XIBD: Identity-by-Descent Analysis of the Human Genome

#' to prevent notes
globalVariables("pair.i")
#' XIBDs IBD Segment Detection
#'
#' Detects genomic regions shared IBD between pairs.
#'
#' @param ped.genotypes a named list containing \code{pedigree}, \code{genotypes} and \code{model}.
#' See \code{Value} description in \code{\link{getGenotypes}} for more details.
#' Note the family IDs and individual IDs in \code{pedigree} must match the family IDs and individual IDs in the header of \code{genotypes}.
#' @param parameters a data frame containing meioses and IBD probability estimates for all pairwise combinations of samples.
#' See \code{Value} description in \code{\link{getIBDparameters}} for more details.
#' @param model an integer of either 1 or 2 denoting which of the two models should be run.
#' \enumerate{
#' \item \code{model=1} is based on the HMM implemented in PLINK (Purcell et al., 2007) which assumes the SNPs
#' are in linkage equilibrium (LE). This often requires thinning of markers prior to use.
#' \item \code{model=2} is based on the HMM implemented in RELATE (Albrechtsen et al., 2009) which allows SNPs
#' to be in LD and implicitly accounts for the LD through conditional emission probabilities where
#' the current genotype probability is conditioned on the genotype of a single previous SNP.
#' }
#' The default is \code{model=NULL} and the model listed in \code{ped.genotypes} is used. NOTE: \code{model=2} can
#' only be used if \code{model=2} is in \code{ped.genotypes}.
#' @param chromosomes a numeric vector containing a subset of chromosomes to perform IBD analysis on. The
#' default is \code{chromosomes=NULL} and IBD analysis will be performed on all chromosomes in \code{ped.genotypes}.
#' @param number.cores the number of cores used for parallel execution.

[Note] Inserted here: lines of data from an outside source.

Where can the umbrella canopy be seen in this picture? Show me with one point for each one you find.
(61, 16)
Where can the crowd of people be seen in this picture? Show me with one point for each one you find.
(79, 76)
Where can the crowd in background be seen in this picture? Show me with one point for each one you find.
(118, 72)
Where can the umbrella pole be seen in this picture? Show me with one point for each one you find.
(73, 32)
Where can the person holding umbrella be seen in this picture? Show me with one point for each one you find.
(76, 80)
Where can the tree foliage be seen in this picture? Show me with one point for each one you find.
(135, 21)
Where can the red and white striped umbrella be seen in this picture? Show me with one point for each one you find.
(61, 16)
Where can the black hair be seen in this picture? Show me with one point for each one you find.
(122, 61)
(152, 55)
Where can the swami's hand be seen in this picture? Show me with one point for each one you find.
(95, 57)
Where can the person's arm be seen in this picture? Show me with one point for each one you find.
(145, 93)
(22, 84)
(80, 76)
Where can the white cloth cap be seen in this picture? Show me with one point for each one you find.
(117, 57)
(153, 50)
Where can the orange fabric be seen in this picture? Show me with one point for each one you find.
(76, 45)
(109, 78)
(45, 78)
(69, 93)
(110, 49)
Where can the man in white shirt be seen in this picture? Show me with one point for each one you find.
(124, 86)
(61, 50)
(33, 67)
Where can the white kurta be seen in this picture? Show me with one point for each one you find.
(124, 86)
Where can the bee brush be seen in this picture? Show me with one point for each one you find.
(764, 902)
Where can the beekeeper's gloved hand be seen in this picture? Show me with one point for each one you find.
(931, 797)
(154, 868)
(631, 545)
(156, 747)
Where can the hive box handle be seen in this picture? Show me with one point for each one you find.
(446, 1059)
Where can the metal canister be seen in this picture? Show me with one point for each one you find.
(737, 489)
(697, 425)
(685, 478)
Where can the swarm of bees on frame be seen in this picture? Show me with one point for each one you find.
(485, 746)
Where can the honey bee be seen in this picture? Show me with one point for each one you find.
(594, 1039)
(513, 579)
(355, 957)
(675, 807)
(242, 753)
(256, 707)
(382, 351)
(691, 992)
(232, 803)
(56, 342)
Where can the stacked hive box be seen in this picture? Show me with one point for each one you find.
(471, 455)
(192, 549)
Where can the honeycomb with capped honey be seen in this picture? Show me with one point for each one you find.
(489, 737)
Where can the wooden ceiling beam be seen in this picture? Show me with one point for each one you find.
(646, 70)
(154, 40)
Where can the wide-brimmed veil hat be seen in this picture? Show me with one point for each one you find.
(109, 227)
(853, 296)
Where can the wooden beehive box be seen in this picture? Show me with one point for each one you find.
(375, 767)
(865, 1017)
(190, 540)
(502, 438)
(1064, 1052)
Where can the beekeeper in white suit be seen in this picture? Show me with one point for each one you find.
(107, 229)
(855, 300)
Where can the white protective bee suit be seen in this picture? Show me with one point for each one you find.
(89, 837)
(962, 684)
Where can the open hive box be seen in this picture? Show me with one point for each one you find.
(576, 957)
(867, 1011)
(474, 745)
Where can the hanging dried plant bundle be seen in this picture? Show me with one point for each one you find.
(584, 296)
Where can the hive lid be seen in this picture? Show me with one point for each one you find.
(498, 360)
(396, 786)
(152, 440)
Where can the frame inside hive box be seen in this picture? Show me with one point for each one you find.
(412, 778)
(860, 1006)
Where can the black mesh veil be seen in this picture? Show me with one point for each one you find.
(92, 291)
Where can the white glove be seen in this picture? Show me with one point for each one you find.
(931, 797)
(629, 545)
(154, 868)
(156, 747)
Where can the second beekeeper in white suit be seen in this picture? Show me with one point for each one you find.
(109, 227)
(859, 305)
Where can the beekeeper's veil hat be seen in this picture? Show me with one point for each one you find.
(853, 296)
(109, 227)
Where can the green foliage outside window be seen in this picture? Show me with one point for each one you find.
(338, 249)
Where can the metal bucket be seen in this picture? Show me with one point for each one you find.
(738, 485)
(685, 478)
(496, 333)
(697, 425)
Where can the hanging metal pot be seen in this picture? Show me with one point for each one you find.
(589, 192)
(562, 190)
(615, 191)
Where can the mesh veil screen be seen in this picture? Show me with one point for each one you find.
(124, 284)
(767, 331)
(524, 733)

#' @param minimum.snps the minimum number of SNPs in an IBD segment for it to be reported. The default value is 20 SNPs.
#' @param minimum.length.bp the minimum length of a reported IBD segment. The default value is 50,000 bp.

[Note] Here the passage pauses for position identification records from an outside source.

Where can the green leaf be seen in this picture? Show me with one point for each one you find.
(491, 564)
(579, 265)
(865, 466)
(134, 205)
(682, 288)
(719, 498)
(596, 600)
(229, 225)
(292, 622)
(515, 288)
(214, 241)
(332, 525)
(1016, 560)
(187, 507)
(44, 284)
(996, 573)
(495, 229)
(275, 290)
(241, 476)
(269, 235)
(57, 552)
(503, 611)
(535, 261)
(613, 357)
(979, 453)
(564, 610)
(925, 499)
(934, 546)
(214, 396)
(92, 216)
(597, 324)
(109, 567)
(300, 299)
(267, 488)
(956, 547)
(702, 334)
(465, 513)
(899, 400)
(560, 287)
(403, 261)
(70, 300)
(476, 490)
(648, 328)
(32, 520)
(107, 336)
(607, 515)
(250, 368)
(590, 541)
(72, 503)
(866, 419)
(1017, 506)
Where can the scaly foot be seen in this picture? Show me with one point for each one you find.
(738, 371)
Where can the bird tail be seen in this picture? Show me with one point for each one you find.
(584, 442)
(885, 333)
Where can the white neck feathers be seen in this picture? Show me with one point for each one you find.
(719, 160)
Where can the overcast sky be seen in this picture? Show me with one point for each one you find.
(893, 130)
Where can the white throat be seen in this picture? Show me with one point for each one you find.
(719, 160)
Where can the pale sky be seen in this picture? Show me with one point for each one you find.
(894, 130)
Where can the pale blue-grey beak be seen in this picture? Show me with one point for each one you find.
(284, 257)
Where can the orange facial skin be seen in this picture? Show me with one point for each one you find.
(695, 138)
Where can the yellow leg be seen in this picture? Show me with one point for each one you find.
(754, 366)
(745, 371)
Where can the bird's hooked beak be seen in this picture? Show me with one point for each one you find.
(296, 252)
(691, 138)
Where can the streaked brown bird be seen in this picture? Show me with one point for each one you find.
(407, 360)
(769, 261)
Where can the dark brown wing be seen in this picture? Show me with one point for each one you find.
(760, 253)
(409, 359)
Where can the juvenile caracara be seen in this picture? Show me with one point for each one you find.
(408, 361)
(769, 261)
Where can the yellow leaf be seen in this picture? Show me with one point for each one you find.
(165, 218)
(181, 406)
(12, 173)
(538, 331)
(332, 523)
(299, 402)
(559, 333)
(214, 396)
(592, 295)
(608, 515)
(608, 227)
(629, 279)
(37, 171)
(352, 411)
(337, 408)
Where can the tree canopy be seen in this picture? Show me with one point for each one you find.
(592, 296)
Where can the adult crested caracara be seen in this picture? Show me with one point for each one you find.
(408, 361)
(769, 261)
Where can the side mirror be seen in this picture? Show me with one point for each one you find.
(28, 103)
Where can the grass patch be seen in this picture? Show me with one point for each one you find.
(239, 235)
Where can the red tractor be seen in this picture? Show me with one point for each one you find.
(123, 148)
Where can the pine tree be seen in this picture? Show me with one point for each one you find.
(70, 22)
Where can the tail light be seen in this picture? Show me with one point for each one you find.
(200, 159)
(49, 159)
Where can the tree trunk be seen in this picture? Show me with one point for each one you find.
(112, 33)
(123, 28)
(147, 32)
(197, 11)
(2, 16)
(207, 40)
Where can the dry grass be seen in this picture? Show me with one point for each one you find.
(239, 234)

#' @param error the genotyping error rate. The default value is 0.001.
#' @param posterior a logical value indicating whether posterior probabilities for each pairwise analysis should be returned.

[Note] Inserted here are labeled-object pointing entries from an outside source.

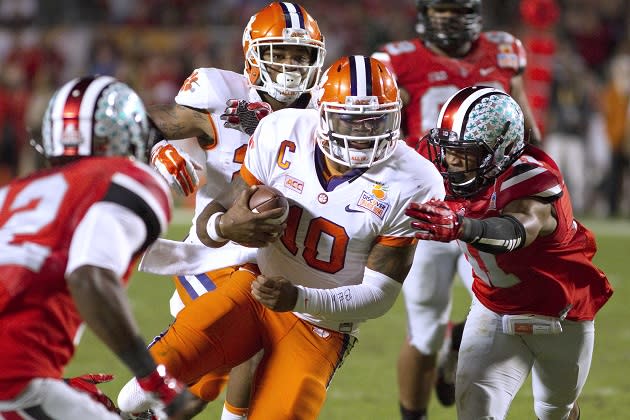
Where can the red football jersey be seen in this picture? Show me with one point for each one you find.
(552, 276)
(38, 219)
(430, 79)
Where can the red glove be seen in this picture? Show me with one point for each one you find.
(87, 383)
(244, 116)
(177, 168)
(163, 389)
(435, 221)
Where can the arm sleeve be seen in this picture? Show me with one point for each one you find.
(370, 299)
(495, 235)
(108, 236)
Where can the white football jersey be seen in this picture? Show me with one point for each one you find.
(332, 225)
(209, 89)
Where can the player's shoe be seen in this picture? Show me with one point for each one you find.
(447, 367)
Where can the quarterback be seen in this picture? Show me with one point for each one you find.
(284, 52)
(342, 258)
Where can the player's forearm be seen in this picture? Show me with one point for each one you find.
(178, 122)
(103, 305)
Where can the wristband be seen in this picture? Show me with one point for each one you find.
(211, 227)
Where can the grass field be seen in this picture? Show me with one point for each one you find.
(365, 387)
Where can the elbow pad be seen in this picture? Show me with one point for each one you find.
(495, 235)
(370, 299)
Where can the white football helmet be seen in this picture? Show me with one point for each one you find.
(482, 125)
(95, 116)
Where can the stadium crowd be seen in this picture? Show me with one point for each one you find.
(153, 45)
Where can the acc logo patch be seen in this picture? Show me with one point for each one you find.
(372, 203)
(293, 184)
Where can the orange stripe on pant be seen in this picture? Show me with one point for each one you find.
(209, 386)
(222, 329)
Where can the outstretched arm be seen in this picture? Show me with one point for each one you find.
(180, 122)
(521, 222)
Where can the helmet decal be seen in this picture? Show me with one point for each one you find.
(359, 106)
(95, 116)
(480, 124)
(292, 15)
(273, 63)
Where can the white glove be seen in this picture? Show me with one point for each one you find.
(177, 168)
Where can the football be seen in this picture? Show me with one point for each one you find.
(268, 198)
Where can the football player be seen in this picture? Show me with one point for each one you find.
(284, 52)
(537, 290)
(68, 239)
(341, 259)
(451, 52)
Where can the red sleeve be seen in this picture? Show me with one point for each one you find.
(529, 177)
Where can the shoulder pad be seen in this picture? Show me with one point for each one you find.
(529, 177)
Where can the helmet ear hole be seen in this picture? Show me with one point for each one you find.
(285, 26)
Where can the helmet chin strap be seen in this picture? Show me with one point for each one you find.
(288, 80)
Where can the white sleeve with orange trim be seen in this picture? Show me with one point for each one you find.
(210, 88)
(421, 182)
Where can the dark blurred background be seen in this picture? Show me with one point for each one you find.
(578, 75)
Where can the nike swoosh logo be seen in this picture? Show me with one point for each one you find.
(349, 210)
(486, 71)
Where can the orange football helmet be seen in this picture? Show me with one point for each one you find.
(360, 112)
(283, 24)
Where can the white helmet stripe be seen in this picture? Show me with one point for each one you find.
(293, 15)
(460, 114)
(56, 116)
(359, 75)
(86, 112)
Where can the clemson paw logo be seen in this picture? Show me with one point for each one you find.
(188, 83)
(379, 191)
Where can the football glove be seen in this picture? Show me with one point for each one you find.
(163, 391)
(435, 221)
(87, 383)
(244, 116)
(176, 167)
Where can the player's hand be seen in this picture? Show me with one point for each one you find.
(87, 383)
(244, 116)
(275, 293)
(239, 224)
(177, 168)
(169, 398)
(435, 221)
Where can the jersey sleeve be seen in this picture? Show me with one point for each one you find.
(210, 88)
(108, 236)
(509, 50)
(529, 178)
(132, 214)
(425, 184)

#' The posterior probability is calculated for each SNP as posteriorPr(IBD=1)/2 + posteriorPr(IBD=2) using the
#' forward and backward variables (Rabiner, 1989).
#' A data frame containing probabilities for each SNP and each pairwise analysis is returned.
#' This data frame can be very large when there are many SNPs and many pairwise analyses, and the run-time of
#' \code{getIBDsegments()} will increase. The default is \code{posterior=FALSE}; \code{posterior=TRUE} is not recommended for large datasets.
#' @return A named list of 1 object when \code{posterior=FALSE} and 2 objects when \code{posterior=TRUE}.
#' The first object in the list, \code{ibd_segments}, is a data frame with information:
#' \enumerate{
#' \item Family 1 ID (type \code{"character"})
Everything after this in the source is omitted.